South African Recovery May Close Door on Rate Cuts
South Africa will probably report this week that the economy is expanding at its fastest pace in more than a year and that inflation exceeded the target range for a second month, closing the door on interest rate cuts.
Regulators may also announce an increase in electricity prices of as much as 30 percent on Feb. 24, according to economists at Standard Bank Group Ltd. and Old Mutual Investment Group. That could add to pressure on inflation and crimp growth.
“We’re starting to see life in the economy,” said Rian le Roux, chief economist of Old Mutual, South Africa’s biggest private money manager. “Electricity price increases won’t be good for inflation, which is still outside of the target. We’re not going to see any rate cuts.”
Consumer spending in Africa’s biggest economy is picking up after the first recession in 17 years ended and unemployment eased. That may convince Governor Gill Marcus and policy makers that they’ve done enough to revive growth after six rate cuts since December 2008. The monetary policy committee has left the key rate at 7 percent for the past four meetings.

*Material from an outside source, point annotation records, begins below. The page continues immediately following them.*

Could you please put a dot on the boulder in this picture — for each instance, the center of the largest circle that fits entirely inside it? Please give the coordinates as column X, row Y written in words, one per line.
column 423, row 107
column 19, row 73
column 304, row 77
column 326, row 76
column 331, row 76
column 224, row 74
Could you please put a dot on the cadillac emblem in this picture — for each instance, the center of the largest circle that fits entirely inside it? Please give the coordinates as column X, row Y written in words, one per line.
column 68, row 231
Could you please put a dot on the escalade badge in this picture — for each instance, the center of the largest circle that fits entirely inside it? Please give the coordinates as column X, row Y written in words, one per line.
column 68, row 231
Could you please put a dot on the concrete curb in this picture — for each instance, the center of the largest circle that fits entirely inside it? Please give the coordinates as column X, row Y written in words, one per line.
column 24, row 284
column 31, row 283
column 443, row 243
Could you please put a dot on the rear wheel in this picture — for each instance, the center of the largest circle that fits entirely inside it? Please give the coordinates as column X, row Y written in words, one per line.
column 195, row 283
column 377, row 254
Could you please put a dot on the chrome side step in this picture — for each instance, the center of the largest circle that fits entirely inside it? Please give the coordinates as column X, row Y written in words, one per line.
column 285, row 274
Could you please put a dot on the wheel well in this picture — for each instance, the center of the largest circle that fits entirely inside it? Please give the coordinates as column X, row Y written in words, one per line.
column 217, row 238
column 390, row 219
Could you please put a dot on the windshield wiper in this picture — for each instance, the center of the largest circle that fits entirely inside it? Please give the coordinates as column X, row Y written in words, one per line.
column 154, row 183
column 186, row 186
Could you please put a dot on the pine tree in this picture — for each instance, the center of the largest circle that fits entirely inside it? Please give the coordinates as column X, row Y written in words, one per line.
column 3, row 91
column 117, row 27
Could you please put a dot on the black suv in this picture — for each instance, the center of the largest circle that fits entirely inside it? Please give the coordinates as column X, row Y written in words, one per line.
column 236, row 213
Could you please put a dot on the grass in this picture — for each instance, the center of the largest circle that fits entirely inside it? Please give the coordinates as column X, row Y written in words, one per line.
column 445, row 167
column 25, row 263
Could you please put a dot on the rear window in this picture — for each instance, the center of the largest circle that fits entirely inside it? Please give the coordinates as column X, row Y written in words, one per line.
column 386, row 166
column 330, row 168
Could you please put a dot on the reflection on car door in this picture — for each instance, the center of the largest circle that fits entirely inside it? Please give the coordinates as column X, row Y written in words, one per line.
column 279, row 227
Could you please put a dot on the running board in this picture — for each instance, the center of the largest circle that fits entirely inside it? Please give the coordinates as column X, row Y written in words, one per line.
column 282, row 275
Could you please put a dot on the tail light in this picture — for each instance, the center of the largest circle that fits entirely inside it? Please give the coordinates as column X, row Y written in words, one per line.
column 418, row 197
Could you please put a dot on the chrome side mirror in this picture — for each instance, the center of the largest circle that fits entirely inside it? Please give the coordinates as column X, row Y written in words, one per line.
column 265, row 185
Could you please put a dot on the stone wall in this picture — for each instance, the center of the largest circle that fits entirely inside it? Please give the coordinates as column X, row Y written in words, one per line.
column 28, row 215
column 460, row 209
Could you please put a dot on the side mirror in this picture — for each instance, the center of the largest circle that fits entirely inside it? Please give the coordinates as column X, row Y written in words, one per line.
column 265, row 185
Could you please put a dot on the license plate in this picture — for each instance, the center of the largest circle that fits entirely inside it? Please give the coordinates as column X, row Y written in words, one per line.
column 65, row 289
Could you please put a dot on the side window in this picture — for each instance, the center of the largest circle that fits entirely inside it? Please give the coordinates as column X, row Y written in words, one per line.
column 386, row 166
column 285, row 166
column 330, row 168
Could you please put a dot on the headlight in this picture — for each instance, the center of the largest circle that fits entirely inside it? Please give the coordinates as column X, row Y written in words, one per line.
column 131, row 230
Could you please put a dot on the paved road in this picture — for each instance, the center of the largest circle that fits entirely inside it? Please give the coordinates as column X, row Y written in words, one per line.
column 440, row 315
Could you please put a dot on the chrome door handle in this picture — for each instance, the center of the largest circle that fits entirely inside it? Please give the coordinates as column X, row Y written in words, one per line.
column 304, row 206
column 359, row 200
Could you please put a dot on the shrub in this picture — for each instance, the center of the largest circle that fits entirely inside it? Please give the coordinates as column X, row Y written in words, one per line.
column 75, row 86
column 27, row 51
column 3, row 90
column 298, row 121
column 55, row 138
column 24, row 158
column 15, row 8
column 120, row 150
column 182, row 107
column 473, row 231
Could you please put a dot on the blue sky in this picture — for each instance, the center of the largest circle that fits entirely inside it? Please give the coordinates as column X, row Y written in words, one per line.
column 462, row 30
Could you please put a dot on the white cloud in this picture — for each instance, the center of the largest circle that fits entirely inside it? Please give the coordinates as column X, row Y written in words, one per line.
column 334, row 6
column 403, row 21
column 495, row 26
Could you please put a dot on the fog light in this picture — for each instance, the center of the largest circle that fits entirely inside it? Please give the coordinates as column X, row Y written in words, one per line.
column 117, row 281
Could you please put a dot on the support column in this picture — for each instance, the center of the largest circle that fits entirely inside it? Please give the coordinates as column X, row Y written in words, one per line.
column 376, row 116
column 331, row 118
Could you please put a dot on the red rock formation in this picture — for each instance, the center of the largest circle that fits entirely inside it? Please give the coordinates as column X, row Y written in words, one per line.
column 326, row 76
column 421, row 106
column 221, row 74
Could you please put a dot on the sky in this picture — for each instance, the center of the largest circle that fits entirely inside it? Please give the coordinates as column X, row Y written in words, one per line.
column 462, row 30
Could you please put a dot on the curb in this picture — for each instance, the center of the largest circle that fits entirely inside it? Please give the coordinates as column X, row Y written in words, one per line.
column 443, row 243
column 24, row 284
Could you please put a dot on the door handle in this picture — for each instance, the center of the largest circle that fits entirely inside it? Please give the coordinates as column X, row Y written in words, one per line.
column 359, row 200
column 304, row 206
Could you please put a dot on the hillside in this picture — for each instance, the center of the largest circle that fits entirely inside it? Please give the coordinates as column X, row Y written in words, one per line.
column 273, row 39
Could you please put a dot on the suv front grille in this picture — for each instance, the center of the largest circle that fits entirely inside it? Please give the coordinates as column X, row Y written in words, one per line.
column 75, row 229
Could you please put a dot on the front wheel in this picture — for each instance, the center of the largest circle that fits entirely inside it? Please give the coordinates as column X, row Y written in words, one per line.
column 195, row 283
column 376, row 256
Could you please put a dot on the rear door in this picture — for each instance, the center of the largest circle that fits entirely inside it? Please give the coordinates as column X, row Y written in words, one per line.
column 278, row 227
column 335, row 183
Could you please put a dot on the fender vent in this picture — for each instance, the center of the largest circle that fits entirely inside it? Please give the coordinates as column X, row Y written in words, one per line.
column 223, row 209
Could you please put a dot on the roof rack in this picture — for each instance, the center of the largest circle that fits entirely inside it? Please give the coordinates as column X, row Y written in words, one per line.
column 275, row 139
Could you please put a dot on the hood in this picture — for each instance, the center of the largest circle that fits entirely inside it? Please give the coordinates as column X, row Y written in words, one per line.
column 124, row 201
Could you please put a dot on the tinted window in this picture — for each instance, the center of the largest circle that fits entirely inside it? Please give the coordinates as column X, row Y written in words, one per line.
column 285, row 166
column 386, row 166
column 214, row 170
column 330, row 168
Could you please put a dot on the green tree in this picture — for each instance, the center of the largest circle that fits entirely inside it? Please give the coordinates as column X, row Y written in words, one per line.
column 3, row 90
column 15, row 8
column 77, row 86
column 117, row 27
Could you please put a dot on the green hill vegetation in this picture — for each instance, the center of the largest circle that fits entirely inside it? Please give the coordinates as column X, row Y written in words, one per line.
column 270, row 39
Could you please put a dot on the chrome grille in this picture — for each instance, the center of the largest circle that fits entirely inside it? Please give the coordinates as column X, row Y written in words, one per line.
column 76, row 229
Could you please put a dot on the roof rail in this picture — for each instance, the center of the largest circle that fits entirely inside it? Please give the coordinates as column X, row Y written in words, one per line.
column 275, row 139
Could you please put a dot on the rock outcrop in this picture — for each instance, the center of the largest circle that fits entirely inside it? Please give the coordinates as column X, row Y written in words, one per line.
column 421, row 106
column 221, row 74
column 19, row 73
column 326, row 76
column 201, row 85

Gross domestic product expanded an annualized 2.6 percent in the fourth quarter, up from 0.9 percent in the previous three months, according to the median estimate of 21 economists surveyed by Bloomberg. The statistics office will report the number at 11:30 a.m. local time tomorrow.
Inflation, which the statistics office will report at 11:30 a.m. on Feb. 24, accelerated to 6.4 percent in January from 6.3 percent the month before, above the 3 percent to 6 percent target, according to the median estimate of 21 economists surveyed by Bloomberg.
Electricity Tariffs
Inflation will climb by a further 0.3 percentage point if the national power utility, Eskom Holdings Ltd., is awarded the 35 percent tariff increase it has requested, according to the South African Chamber of Commerce and Industry.
Marcus left the benchmark interest rate at 7 percent on Jan. 26, concerned that rising electricity prices will fuel inflation. That decision was opposed by some members of the Monetary Policy Committee, who argued for a rate cut, she said at the time.
Marcus said last month the economy will probably expand 2 percent this year, compared with the 2.9 percent forecast by 13 economists in a Bloomberg survey.
Factory output, which accounts for 15 percent of the economy, rose an annual 3.2 percent in December, the first increase in 15 months, the statistics office said on Feb. 11. The economy added 89,000 jobs in the final three months of last year, helping to ease the unemployment rate to 24.3 percent from 24.5 percent in the third quarter.
Union Demands
Woolworths Holdings Ltd.’s Chief Executive Officer Simon Susman said on Feb. 18 that customers of the food and clothing retailer are “in less of a state of shock” and are “feeling better.” Consumers account for two-thirds of spending in the economy.
The Reserve Bank’s leading indicator, which points to economic conditions in six months time, rose an annual 13 percent in December, up from 11 percent in November, the central bank said on its Web site today.
Still, labor unions allied to the ruling African National Congress have called for rate cuts to help accelerate economic growth to provide jobs for the one in four unemployed.
Electricity tariff increases may also damp growth. An increase of 35 percent would cut GDP by 150 billion rand ($19.4 billion) and result in half a million job losses, according to the South African Chamber of Commerce and Industry.